Abu Dhabi state-controlled airline orders 12 Boeing aircraft in move to expand its fleet

Etihad to be top Dreamliner operator after $2.8bn deal
The Boeing 787-9 Dreamliner is a slightly bigger version of the 787-8 (shown here)

Etihad
Airways, Abu Dhabi’s state-backed airline, has ordered 10 Boeing 787-9s valued
at $2.3bn at list prices in a deal that will make it the largest operator of the
Dreamliner.

The UAE
flag carrier also ordered two freighter versions of the 777 model for its cargo
operations, taking the value of the deal at list prices to $2.8bn.

Etihad’s
total stock of Dreamliners is currently 41, due for delivery in 2014 through to
2019. It also has options and purchase rights for a further 25 787s.

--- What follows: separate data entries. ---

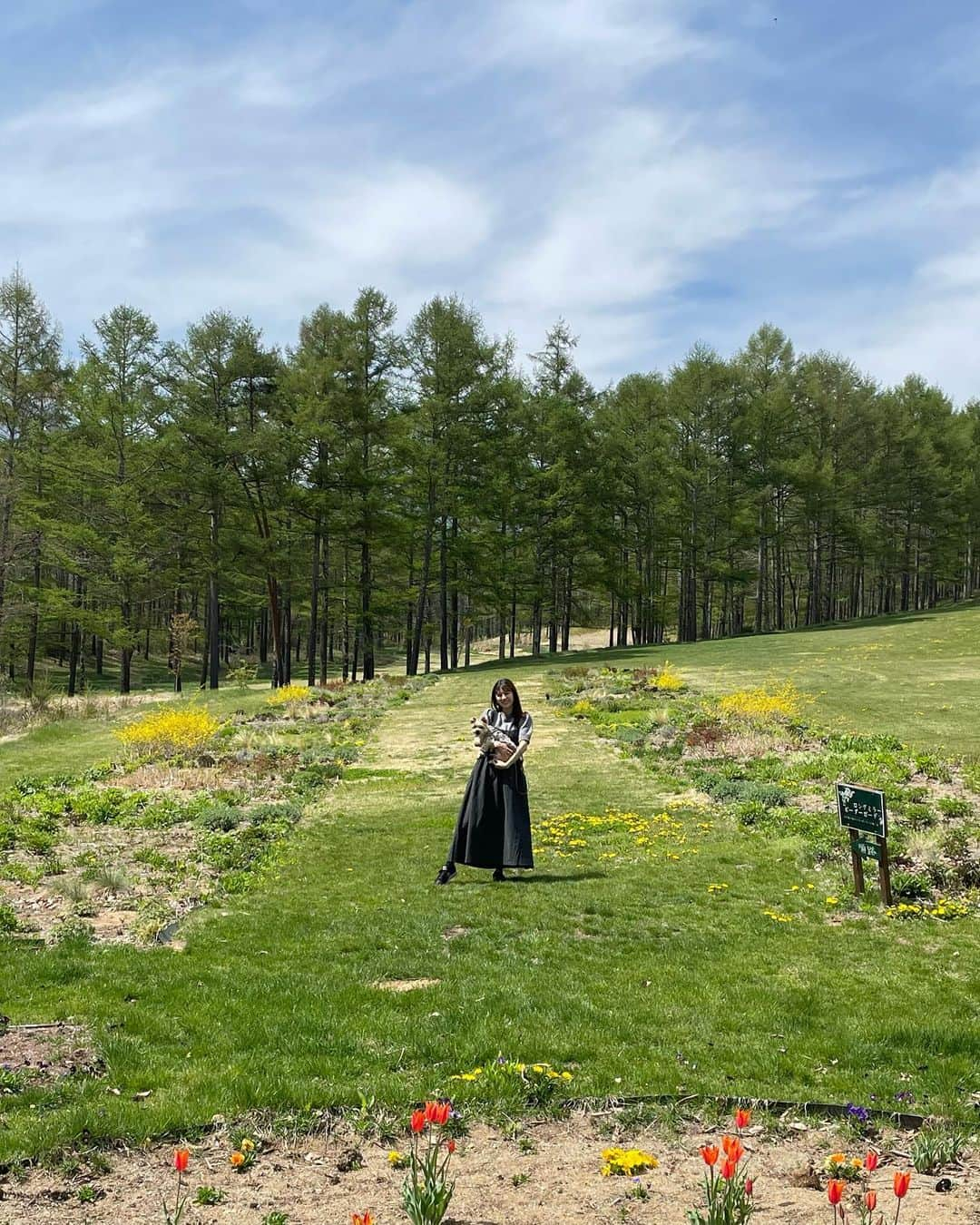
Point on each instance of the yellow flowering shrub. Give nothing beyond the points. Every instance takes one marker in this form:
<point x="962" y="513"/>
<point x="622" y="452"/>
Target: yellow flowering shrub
<point x="763" y="704"/>
<point x="286" y="693"/>
<point x="667" y="678"/>
<point x="627" y="1161"/>
<point x="171" y="732"/>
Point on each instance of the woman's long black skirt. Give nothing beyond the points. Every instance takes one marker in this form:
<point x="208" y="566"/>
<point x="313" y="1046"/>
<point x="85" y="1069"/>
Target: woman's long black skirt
<point x="494" y="825"/>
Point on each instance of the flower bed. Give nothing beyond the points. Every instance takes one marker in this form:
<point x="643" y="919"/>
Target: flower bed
<point x="752" y="759"/>
<point x="191" y="811"/>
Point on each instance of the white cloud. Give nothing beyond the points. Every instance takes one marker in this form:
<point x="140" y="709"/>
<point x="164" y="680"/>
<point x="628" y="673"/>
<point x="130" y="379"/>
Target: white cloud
<point x="641" y="202"/>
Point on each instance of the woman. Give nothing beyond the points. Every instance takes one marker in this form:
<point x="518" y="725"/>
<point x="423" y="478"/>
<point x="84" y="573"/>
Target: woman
<point x="494" y="825"/>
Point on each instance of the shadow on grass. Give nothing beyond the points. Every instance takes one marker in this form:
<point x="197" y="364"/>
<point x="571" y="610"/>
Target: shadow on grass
<point x="553" y="878"/>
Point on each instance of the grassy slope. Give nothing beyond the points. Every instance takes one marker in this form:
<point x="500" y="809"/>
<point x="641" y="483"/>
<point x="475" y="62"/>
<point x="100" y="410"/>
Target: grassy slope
<point x="629" y="970"/>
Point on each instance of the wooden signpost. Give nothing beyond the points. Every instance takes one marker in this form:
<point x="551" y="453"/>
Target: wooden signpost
<point x="861" y="812"/>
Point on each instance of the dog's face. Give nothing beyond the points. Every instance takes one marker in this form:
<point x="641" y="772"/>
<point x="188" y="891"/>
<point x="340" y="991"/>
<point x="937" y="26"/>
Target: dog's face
<point x="482" y="731"/>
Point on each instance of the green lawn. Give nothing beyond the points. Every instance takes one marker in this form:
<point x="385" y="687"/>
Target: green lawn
<point x="629" y="972"/>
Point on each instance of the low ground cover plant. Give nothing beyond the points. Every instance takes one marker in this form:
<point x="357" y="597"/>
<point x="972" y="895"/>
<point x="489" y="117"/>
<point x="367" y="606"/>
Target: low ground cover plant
<point x="752" y="755"/>
<point x="192" y="810"/>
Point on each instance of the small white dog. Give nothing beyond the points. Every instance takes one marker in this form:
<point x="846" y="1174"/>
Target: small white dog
<point x="490" y="740"/>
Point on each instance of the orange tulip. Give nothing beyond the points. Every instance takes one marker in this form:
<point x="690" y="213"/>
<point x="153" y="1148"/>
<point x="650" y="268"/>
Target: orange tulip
<point x="710" y="1152"/>
<point x="732" y="1147"/>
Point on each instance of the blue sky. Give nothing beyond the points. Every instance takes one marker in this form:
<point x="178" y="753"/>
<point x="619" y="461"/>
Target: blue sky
<point x="657" y="173"/>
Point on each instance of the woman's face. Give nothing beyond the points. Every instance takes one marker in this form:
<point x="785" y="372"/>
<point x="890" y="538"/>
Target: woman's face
<point x="505" y="700"/>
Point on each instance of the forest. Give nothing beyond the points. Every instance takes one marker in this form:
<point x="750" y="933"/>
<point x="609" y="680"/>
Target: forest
<point x="378" y="489"/>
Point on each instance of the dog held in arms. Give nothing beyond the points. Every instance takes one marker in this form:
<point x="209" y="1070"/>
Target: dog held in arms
<point x="490" y="740"/>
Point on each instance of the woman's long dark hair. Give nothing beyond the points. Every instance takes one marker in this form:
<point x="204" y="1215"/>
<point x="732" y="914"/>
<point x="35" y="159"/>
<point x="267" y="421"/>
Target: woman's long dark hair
<point x="517" y="710"/>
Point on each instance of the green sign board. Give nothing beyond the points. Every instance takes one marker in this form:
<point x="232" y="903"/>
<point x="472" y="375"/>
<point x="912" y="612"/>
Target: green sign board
<point x="861" y="808"/>
<point x="865" y="847"/>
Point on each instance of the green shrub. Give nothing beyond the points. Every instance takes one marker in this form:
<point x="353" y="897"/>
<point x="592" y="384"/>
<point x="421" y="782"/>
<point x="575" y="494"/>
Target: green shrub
<point x="912" y="886"/>
<point x="955" y="808"/>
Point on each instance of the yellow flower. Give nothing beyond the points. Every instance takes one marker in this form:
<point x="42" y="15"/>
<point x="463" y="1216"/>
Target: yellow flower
<point x="171" y="732"/>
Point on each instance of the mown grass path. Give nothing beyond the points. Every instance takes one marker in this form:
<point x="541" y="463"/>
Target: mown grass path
<point x="630" y="972"/>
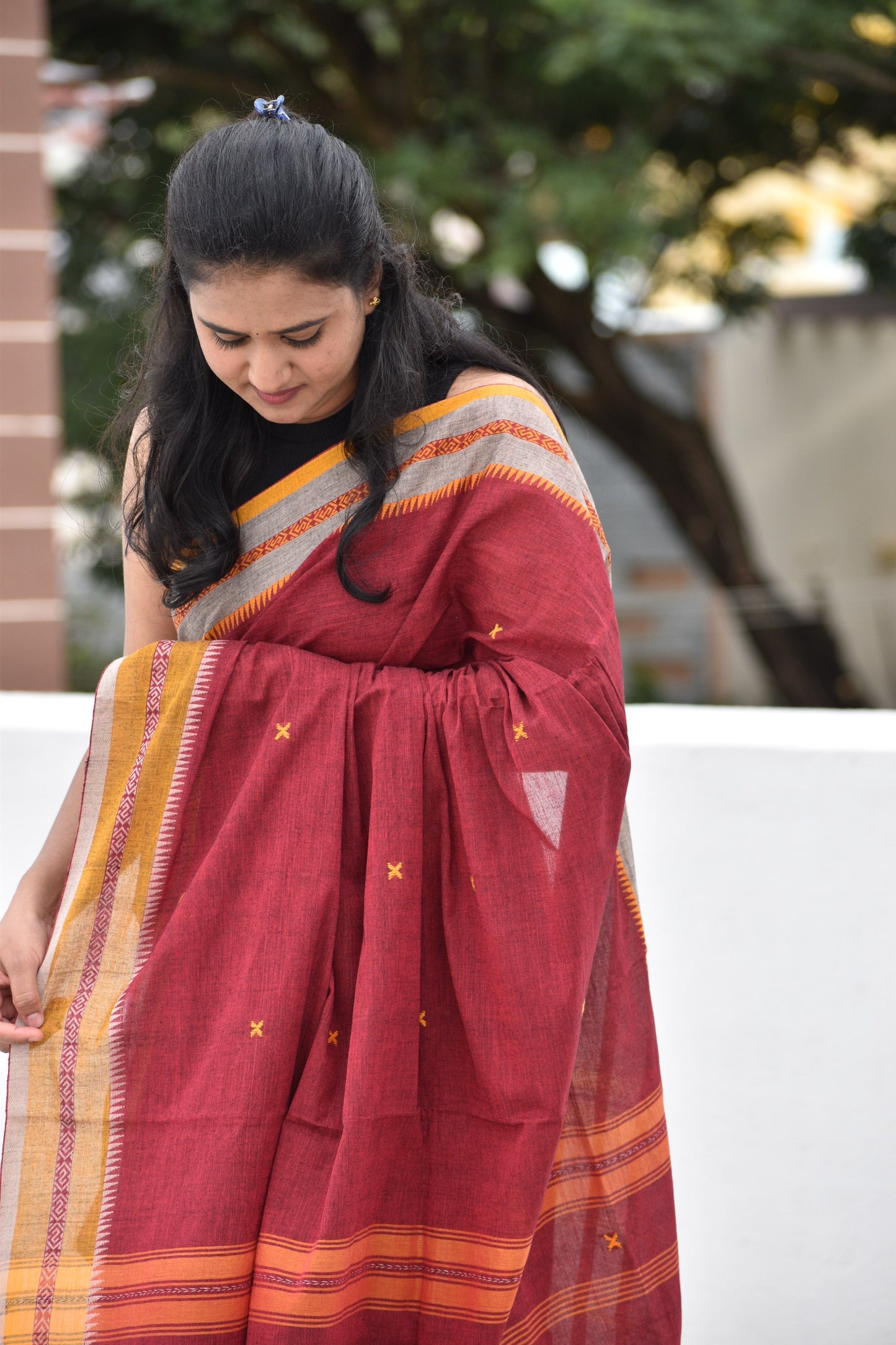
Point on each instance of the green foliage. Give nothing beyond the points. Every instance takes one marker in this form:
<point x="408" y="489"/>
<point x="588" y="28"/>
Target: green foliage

The order “reflects our confidence in the 787’s ability to
have a significant impact on our operating efficiencies,” said CEO James Hogan.
 

Etihad
said the fuel-efficient Dreamliner will initially be used on routes to Dublin,
Frankfurt, Kuala Lumpur, Beijing and Nagoya, Delhi and Istanbul.

Gulf
airlines have continued to grow their fleets despite concerns of a global slowdown
as they look to gain marketshare from rival European and Asian airlines.

Dubai
carrier Emirates Airline signed a $18bn deal with Boeing for the 777 aircraft
in November, marking the airline’s largest civil jet order to date. The biggest
international airline also has options for an additional 20 777s valued at
$8bn.

Qatar
Airways also announced it would add five Airbus A380 superjumbos and 50
A320neos to its order book in a $6.5bn deal with Airbus.

Etihad
signed the largest commercial order in aviation history at the 2009 Farnborough
air show, spanning 100 aircraft with an estimated value of more than $20bn.

Gulf
carriers’ exponential growth has unnerved older airlines and fuelled mutual
accusations of protectionism. The secretary general of the Association of
European Airlines, Ulrich Schulte-Strathaus, in February claimed Gulf carriers
were run as part of a national strategy and were a threat to the global
aviation industry.

Etihad
in July reported a 28 percent rise in revenue to $1.72bn for the first half of
2011, putting it on target to generate its first net profit in 2012.

Despite
soaring oil prices and the political unrest in the region, the national carrier
of the UAE said it had reduced costs per available seat by two percent.

The Abu
Dhabi-based carrier is now on target to breakeven in 2011 and to generate its
first net profit in 2012. “We are determined to build a schedule which
increases customer choice and attracts local point-to-point traffic in line
with the Abu Dhabi 2030 plan,” said Hogan.